On July 20th, 2023, the Federal Trade Commission (FTC) and the U.S. Department of Health and Human Services (HHS) announced that they had issued a joint letter to approximately 130 hospitals and telehealth providers warning them about privacy law and security risks associated with the integration of online tracking technologies into their websites or mobile applications. According to the agencies, these technologies may be inadvertently disclosing consumers' sensitive personal health data to third parties.
Online Tracking and Potential HIPAA Privacy Law Issues
The purpose of the letter was to warn its recipients about the security and privacy risks associated with using technologies on their websites capable of tracking users’ online activities, such as the Meta/Facebook pixel and Google Analytics.
In addition to their tracking features, these technologies also gather personally identifiable information about website visitors, which could lead to impermissible disclosures of personal health information (PHI) to third parties, including health conditions, diagnoses, medications, medical treatments, frequency of visits to health care professionals, and where an individual seeks medical treatment.
Such disclosures may potentially trigger the Privacy, Security, and Breach Notification Rules under the Health Insurance Portability and Accountability Act (HIPAA). HIPAA regulated entities are not permitted to use tracking technologies in a manner that would result in impermissible disclosures of PHI to third parties or any other violations of the HIPAA Rules.

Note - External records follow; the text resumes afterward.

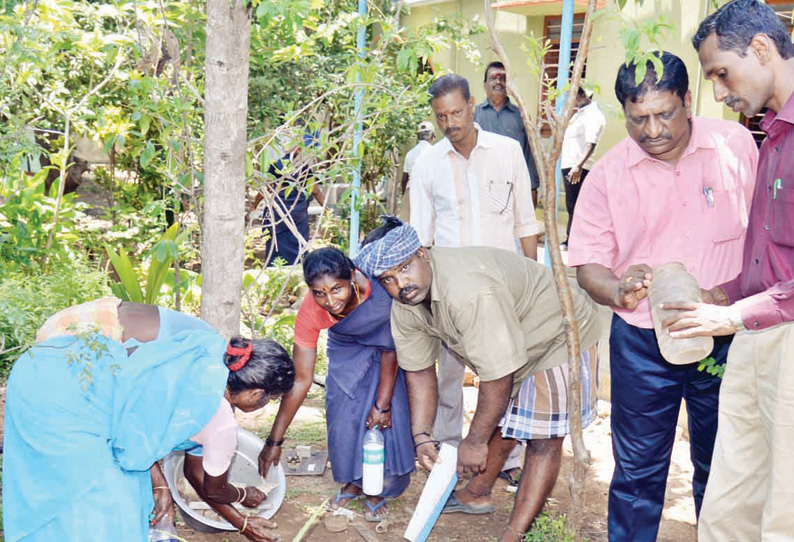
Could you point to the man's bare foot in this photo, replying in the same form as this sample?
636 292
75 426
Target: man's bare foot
468 496
376 509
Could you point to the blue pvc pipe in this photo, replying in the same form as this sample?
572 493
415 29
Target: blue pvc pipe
566 37
361 47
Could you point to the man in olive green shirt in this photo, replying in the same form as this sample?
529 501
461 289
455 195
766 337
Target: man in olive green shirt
500 314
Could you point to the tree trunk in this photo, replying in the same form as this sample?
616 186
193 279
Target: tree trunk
225 111
546 160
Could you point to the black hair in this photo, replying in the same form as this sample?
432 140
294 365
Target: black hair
327 261
674 79
494 64
269 368
449 83
389 223
736 24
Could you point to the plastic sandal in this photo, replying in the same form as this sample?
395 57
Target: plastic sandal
340 496
370 514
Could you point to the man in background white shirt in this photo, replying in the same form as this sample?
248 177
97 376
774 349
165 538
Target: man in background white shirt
426 134
578 150
472 188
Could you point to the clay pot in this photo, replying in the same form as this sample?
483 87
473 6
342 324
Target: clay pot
671 282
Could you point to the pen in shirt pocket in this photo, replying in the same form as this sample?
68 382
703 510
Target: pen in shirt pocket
708 193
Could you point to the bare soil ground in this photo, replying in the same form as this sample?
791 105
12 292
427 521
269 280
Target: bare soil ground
305 494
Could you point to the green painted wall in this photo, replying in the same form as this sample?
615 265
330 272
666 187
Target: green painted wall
606 53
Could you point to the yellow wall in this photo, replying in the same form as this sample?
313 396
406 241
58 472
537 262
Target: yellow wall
606 53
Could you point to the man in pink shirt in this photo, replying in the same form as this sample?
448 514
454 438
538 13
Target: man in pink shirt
747 53
677 189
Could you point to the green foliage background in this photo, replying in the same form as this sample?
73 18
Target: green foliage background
148 118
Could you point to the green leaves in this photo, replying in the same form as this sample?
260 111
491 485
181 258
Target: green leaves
128 288
711 366
161 255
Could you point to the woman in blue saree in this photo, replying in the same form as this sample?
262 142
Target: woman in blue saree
107 391
364 386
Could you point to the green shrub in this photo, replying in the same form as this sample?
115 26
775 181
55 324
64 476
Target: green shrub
28 298
550 528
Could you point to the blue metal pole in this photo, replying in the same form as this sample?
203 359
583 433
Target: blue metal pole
563 65
361 47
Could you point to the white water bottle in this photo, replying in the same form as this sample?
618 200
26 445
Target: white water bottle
374 460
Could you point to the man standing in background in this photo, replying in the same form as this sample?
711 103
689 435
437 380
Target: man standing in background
746 52
426 134
578 147
498 115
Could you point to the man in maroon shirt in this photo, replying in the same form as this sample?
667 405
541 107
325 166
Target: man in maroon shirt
747 53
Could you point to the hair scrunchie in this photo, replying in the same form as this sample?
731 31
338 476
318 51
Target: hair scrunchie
244 352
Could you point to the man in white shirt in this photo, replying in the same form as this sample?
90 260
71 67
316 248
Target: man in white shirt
578 149
426 134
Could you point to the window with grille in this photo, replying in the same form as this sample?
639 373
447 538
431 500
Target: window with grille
552 30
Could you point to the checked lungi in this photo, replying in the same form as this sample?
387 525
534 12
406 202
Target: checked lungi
540 409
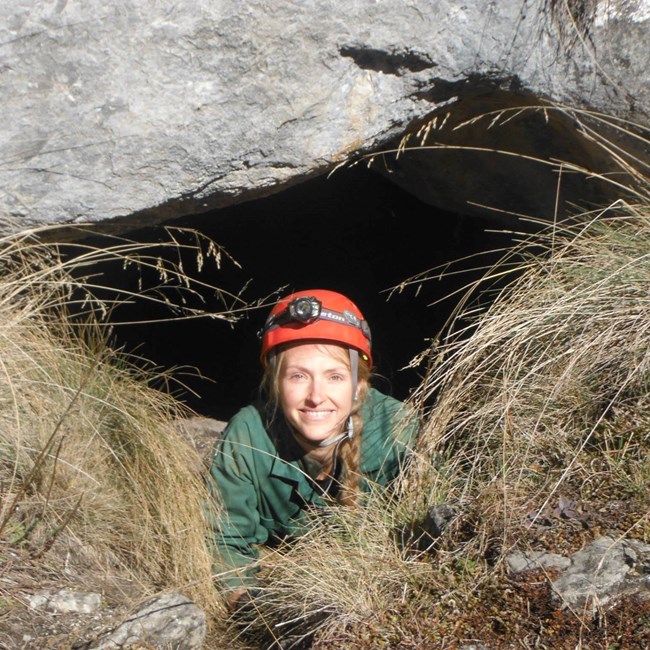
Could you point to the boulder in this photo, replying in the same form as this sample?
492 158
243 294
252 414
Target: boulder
149 111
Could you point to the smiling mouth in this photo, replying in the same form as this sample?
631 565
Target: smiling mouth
316 415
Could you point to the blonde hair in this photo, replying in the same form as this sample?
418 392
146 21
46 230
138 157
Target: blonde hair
350 448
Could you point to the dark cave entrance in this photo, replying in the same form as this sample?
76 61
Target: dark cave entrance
355 232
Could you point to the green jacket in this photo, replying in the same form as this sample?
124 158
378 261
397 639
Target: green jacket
261 487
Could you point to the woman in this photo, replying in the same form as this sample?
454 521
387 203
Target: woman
321 434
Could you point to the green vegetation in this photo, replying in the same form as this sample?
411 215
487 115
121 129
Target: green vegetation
536 431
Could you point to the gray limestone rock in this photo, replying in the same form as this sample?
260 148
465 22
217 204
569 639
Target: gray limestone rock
157 110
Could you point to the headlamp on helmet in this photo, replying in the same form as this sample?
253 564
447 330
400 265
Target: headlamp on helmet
319 315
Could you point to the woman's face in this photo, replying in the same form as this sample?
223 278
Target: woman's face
316 390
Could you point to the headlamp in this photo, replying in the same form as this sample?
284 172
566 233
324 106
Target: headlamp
308 309
304 309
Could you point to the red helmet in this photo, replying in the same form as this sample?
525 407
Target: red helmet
316 314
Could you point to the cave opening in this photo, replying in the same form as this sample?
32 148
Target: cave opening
352 231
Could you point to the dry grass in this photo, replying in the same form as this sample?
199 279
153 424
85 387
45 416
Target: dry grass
87 449
535 407
535 401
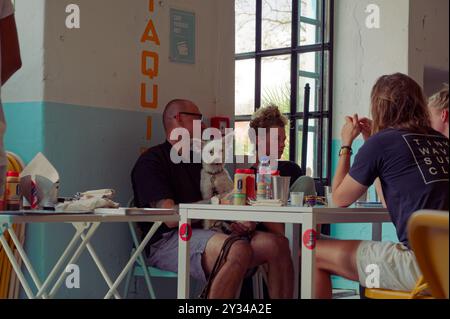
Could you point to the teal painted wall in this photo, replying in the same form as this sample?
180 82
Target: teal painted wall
91 148
355 231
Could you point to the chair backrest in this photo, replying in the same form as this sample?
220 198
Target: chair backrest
428 235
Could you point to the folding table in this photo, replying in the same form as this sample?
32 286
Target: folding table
293 217
85 225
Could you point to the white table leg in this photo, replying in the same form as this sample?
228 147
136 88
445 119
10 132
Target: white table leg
75 257
141 260
59 263
15 265
25 259
183 259
133 258
292 233
307 259
97 261
377 229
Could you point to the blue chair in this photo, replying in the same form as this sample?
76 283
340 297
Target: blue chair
140 268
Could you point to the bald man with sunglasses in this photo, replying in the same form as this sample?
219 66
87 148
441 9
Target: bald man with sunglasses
158 182
10 62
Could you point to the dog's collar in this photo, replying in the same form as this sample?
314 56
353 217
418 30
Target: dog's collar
214 174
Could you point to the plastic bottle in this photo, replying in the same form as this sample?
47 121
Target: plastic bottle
12 191
264 179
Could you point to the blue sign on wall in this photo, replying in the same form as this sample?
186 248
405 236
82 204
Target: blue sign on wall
182 36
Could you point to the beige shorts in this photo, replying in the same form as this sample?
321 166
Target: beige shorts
396 265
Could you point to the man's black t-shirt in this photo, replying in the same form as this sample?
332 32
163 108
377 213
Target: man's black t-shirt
156 177
413 169
287 168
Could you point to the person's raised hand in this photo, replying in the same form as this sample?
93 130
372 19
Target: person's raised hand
365 125
243 228
351 130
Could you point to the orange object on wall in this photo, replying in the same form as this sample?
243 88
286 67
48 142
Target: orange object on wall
221 123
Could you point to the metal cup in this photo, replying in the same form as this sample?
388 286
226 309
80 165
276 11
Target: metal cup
280 188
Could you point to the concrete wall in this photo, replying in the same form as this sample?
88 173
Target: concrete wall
361 56
28 84
81 89
429 43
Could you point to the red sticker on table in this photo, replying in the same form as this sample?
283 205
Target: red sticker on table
185 232
310 239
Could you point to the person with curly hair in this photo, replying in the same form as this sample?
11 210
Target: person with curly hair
263 121
438 107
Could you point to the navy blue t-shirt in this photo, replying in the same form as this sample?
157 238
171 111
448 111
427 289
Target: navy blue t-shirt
413 169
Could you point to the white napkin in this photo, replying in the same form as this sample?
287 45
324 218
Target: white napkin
89 201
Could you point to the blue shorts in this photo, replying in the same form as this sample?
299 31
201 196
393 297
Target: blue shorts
164 253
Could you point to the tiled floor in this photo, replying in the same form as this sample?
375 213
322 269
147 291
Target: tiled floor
345 294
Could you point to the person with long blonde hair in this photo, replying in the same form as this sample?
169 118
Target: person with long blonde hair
411 160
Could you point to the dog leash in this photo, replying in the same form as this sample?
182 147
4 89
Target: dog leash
220 261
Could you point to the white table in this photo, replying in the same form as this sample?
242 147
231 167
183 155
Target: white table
293 217
85 227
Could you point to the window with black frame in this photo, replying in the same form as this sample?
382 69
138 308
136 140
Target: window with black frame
284 56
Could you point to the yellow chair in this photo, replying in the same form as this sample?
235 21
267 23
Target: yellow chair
428 235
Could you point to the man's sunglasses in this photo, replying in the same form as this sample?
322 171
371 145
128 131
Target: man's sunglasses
197 116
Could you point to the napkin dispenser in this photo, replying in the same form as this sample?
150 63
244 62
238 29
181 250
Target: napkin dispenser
39 183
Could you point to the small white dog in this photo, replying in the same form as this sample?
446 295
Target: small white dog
215 180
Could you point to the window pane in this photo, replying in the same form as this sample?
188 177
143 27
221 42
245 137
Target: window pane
312 149
313 84
276 82
245 12
326 81
309 62
309 9
276 24
242 139
309 73
310 22
325 147
285 156
245 87
309 34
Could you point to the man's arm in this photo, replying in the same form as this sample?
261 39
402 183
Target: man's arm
346 190
379 191
167 204
10 57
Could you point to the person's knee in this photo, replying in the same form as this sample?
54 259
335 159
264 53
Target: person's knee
277 246
240 253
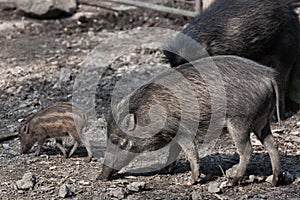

Companies not covered by HIPAA may still have a responsibility to protect against the unauthorized disclosure of personal health information under the FTC Act and the FTC Health Breach Notification Rule, which requires vendors of personal health records to notify consumers following a breach involving unsecured information.
Samuel Levine, Director of the FTC’s Bureau of Consumer Protection, outlined the agency’s concerns in the following statement: "When consumers visit a hospital’s website or seek telehealth services, they should not have to worry that their most private and sensitive health information may be disclosed to advertisers and other unnamed, hidden third parties," Levine further stressed the FTC's commitment to protecting consumers' health information from potential misuse and exploitation.
The joint letter underscores regulators’ concerns with online tracking technologies and how they impact consumer privacy. Any company that operates a website that gathers health-related information from consumers (including sites that generate leads for health insurance) should ensure that they do not employ tracking technologies that could lead to inadvertent disclosures of PHI. Protecting such data is both a legal and a moral obligation of all entities, regardless of whether they are covered by HIPAA.